3 min read
A UK police force is looking to return £16 million ($22 million) in stolen cryptocurrency, including a whopping £6.85 million ($9.4 million) in Ethereum recovered from a single encrypted USB drive.
Greater Manchester Police's Economic Crime Unit retrieved the cryptocurrency after smashing an online scam. According to a press release from the force, the scam saw victims from the UK, U.S., Europe, China, Australia, and Hong Kong duped into depositing money into an online savings and trading service that purported to be built on Binance Smart Chain.
Instead, the scammers waited until a "significant amount of money" had been deposited before diverting the funds into their own cryptocurrency wallets and shutting down the website.

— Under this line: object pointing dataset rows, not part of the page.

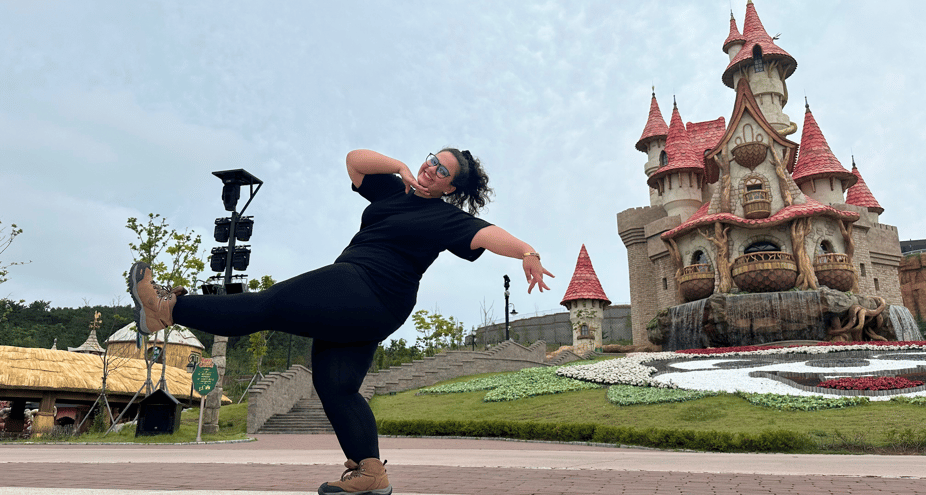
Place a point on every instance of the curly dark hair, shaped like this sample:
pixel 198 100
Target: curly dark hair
pixel 472 184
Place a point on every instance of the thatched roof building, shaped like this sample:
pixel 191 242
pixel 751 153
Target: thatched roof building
pixel 49 376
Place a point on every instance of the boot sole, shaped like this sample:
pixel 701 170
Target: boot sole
pixel 382 491
pixel 136 274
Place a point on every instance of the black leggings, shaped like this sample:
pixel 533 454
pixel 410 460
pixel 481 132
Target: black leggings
pixel 346 321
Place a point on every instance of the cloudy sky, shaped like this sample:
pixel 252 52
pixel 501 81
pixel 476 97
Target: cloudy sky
pixel 110 110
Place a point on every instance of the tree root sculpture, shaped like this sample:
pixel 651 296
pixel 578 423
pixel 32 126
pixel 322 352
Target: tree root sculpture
pixel 860 322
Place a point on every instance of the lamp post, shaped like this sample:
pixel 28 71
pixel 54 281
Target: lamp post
pixel 507 286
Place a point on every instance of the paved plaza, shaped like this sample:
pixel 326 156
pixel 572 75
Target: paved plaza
pixel 290 464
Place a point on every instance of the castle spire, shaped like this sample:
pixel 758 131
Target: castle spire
pixel 655 126
pixel 860 195
pixel 816 160
pixel 584 283
pixel 756 36
pixel 680 156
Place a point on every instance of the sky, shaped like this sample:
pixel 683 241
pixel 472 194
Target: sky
pixel 111 110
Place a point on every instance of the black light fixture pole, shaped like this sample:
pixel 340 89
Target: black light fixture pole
pixel 507 286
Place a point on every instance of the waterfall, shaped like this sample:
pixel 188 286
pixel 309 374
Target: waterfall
pixel 774 316
pixel 905 327
pixel 685 332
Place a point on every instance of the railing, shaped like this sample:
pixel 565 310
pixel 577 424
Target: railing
pixel 699 268
pixel 764 256
pixel 757 204
pixel 830 258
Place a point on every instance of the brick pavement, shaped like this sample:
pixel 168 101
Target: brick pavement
pixel 285 464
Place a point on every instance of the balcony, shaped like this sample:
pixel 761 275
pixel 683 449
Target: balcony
pixel 835 271
pixel 757 204
pixel 696 282
pixel 766 271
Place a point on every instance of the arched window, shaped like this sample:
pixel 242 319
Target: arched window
pixel 761 246
pixel 757 58
pixel 699 258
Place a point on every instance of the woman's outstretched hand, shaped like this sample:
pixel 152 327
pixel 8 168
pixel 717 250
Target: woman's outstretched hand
pixel 410 182
pixel 535 272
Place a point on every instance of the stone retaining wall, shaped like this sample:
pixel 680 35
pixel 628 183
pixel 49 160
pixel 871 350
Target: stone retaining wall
pixel 279 392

After receiving intelligence that the perpetrators of the scheme had been in Manchester, the police arrested a 23-year-old male and a 25-year-old female for fraud and money laundering offenses. The pair have since been released under investigation.
The police were also able to track down "90% of the cryptocurrency stolen", with one encrypted USB stick containing over $9 million in Ethereum and a "Cryptograph safety deposit box" containing $12.7 million. The police did not specify whether the deposit box contained Ethereum or other cryptocurrencies.

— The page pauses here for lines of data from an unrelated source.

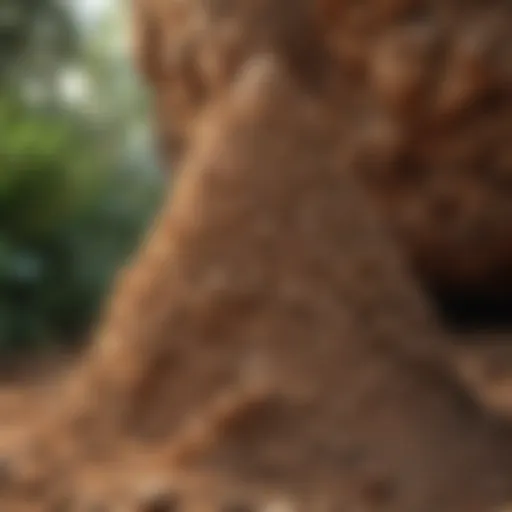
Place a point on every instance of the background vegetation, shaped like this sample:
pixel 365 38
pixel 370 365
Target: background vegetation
pixel 77 178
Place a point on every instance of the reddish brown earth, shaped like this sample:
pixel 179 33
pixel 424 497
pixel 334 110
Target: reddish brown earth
pixel 270 347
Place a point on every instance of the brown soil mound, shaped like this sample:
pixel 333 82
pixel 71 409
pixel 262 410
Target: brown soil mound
pixel 268 349
pixel 432 121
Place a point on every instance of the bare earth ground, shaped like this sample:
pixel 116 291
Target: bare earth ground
pixel 270 348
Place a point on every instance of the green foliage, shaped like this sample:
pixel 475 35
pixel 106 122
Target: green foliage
pixel 75 193
pixel 66 224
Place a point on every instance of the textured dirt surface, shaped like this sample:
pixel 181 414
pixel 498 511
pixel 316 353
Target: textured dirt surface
pixel 269 348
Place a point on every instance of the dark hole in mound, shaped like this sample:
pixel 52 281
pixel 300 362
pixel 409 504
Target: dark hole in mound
pixel 468 310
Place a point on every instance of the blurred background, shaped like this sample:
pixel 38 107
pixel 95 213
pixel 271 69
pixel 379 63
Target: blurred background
pixel 78 177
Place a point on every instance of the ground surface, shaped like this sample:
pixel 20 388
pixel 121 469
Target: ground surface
pixel 269 347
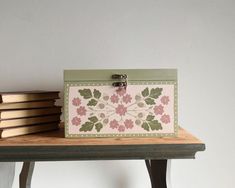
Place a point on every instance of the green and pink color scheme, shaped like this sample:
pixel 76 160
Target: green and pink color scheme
pixel 147 107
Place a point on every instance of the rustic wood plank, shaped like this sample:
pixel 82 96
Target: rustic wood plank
pixel 52 146
pixel 56 138
pixel 26 174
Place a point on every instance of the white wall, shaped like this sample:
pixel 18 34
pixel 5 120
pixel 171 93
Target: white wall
pixel 38 39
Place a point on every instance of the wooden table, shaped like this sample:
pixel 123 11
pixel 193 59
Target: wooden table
pixel 52 146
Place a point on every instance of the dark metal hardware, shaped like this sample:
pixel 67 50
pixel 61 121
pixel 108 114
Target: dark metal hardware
pixel 120 84
pixel 119 76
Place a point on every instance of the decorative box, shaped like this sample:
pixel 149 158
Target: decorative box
pixel 120 103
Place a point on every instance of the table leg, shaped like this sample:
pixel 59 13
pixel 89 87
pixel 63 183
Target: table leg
pixel 26 174
pixel 157 171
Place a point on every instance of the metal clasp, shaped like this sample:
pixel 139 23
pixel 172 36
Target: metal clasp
pixel 123 80
pixel 119 76
pixel 120 84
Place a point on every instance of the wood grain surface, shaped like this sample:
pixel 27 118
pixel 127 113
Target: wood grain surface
pixel 52 146
pixel 56 138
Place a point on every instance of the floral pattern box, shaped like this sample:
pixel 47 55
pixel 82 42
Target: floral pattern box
pixel 120 103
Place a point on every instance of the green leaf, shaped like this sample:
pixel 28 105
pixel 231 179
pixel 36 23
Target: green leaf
pixel 97 93
pixel 92 102
pixel 86 93
pixel 87 126
pixel 145 126
pixel 150 118
pixel 145 92
pixel 155 92
pixel 141 104
pixel 149 101
pixel 98 126
pixel 155 125
pixel 93 119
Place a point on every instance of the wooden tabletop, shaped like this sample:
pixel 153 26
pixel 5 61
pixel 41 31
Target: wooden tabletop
pixel 52 146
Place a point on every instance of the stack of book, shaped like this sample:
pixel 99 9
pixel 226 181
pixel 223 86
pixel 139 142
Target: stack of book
pixel 28 112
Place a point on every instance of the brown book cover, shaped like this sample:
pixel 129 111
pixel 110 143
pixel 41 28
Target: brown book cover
pixel 27 105
pixel 11 114
pixel 29 121
pixel 24 96
pixel 11 132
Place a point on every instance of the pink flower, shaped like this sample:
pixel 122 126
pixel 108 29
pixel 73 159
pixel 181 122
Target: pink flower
pixel 121 128
pixel 114 124
pixel 114 98
pixel 76 121
pixel 128 123
pixel 76 101
pixel 121 91
pixel 127 98
pixel 158 109
pixel 165 100
pixel 81 111
pixel 165 119
pixel 121 110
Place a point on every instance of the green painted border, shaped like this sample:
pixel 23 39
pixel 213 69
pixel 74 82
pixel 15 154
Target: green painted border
pixel 67 85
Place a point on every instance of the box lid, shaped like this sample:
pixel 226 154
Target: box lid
pixel 133 74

Greater Manchester Police has asked anyone who believes they've been a victim of the scam to contact them at OpGabbro@gmp.police.uk. Those who do should provide the name of the service they invested in, the law enforcement agency to which they reported the crime, as well as wallet addresses and documentation to prove ownership of any stolen funds.
Cryptocurrency scams have soared in recent months, with the U.S. Federal Trade Commission reporting that during a six-month period between October 2020 and March 2021, consumers lost $82 million to crypto scams—ten times the amount reported in the same period a year earlier.

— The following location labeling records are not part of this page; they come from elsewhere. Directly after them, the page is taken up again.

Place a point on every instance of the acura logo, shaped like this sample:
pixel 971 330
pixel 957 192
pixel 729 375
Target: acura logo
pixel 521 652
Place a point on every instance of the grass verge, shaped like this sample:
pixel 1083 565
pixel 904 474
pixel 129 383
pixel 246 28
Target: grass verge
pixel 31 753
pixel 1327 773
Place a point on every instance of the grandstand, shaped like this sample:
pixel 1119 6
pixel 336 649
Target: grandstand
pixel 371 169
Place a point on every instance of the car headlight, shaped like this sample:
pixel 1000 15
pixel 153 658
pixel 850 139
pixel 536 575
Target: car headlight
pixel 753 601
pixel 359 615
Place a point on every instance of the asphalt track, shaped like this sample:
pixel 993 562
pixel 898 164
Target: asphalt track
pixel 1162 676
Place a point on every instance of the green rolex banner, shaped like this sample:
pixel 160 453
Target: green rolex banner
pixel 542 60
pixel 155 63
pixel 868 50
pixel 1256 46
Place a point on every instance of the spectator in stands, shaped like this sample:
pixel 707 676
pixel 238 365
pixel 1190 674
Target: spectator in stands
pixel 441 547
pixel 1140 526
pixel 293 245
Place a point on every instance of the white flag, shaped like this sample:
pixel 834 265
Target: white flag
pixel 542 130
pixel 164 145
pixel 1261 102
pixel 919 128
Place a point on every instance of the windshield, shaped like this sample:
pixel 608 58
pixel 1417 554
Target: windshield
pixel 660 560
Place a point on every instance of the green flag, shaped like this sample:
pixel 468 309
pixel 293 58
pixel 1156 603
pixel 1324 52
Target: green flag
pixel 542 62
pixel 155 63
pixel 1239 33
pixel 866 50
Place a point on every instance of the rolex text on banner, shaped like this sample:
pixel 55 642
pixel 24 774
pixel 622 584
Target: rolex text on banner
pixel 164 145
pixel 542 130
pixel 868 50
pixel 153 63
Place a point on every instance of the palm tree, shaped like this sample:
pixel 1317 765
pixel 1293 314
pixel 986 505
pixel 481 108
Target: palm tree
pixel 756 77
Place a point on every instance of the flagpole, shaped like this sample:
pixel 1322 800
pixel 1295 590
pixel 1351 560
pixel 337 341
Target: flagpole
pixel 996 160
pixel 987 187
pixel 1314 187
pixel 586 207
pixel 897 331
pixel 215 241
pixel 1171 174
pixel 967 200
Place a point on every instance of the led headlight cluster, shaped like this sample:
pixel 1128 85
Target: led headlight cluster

At the time, the FTC noted that crypto scams increase as crypto prices rise.
Even seasoned crypto users aren't immune to scams. One victim of the Manchester scam who lost hundreds of thousands of dollars worth of cryptocurrency described himself as an "experienced blockchain professional" who had used crypto for years. Earlier this month, the founder of an NFT project lost 16 CryptoPunks NFTs to a scammer, while last year a long-term Bitcoin holder claimed to have lost 1,400 BTC (then worth $16 million, and now an eye-watering $64 million) to an Electrum wallet phishing scam.
It's a dangerous world out there. Stay safe.